DeBryRareBooks
"Fort Caroline" - Present Day Jacksonville, Florida - 1591
"Fort Caroline" - Present Day Jacksonville, Florida - 1591
"Fort Caroline" Near present day Jacksonville, Florida
-Theodore De Bry (1528-1598)
-Plate 9.5 x 13 inches (23 x 33cm)
-Image 8.5 x 6 inches (22 x 15cm)
-1591 (This image is from the German 1st Edition of 1591)
-Very good condition. The page has been professionally restored and cleaned.
-Verso blank
This is plate 10 from the series, describing discoveries on the Florida and South Carolina coast. The plate depicts Fort Caroline, which is the earliest French settlement in the modern day USA. This plate gives an account of the early expeditions of the French to Florida under Jean Ribaut (1562), Rene de Laudoniere (1564) and Dominique de Gourgues (1567).

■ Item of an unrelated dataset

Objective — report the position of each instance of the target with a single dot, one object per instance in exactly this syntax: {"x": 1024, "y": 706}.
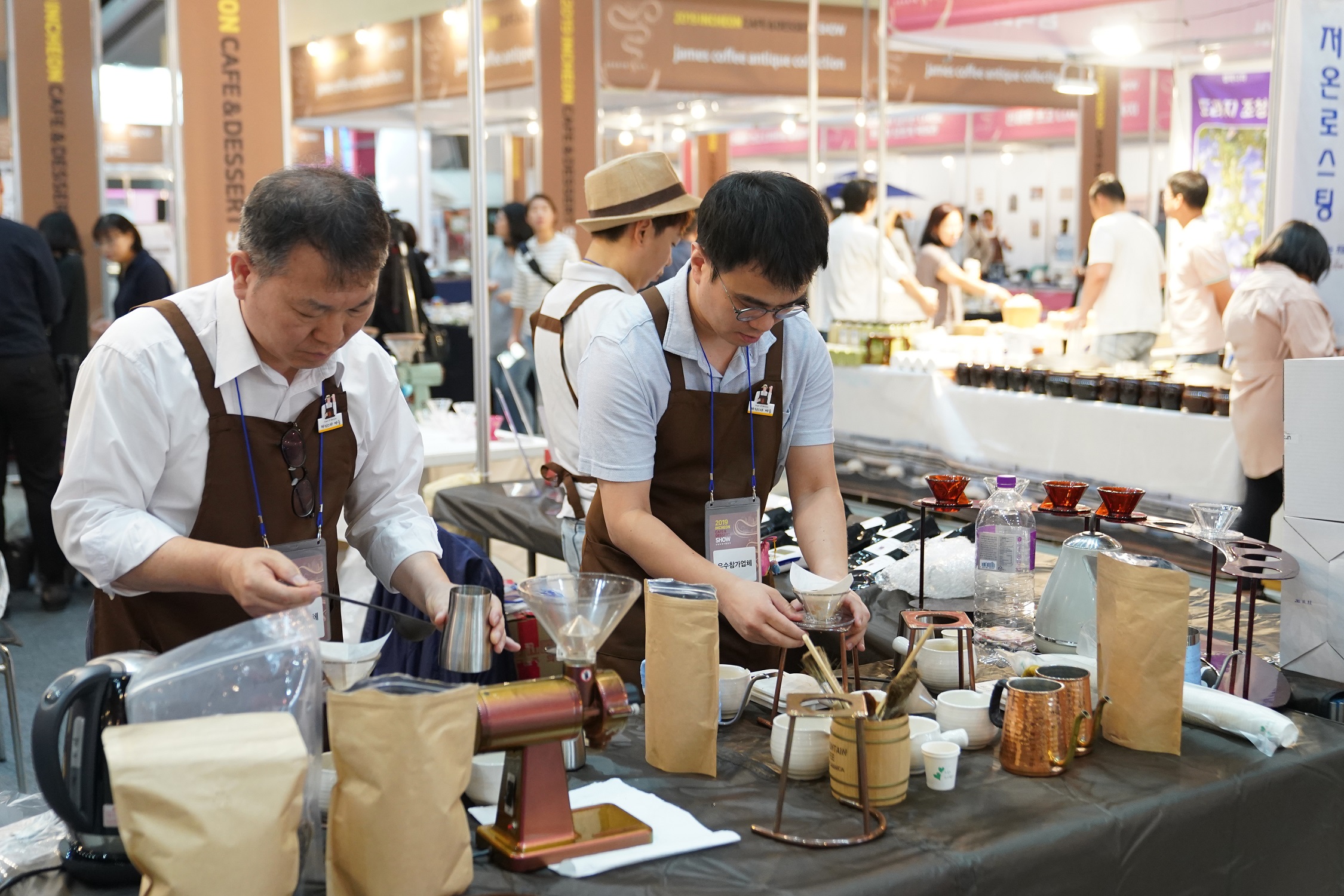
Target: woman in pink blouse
{"x": 1273, "y": 316}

The account of the Laudonniere expedition was written by Jacques le Moyne (de Morgues), an artist who accompanied the expedition. He escaped massacre by the Spaniards at Fort Caroline and went to England, with the drawings he had made, where he died. After his death his manuscripts and drawings were sold by his widow to De Bry who published them in this volume. It is one of the earliest descriptions of Florida and the first to be clearly illustrated and to describe the local peoples, including the Timucuan Indian tribe.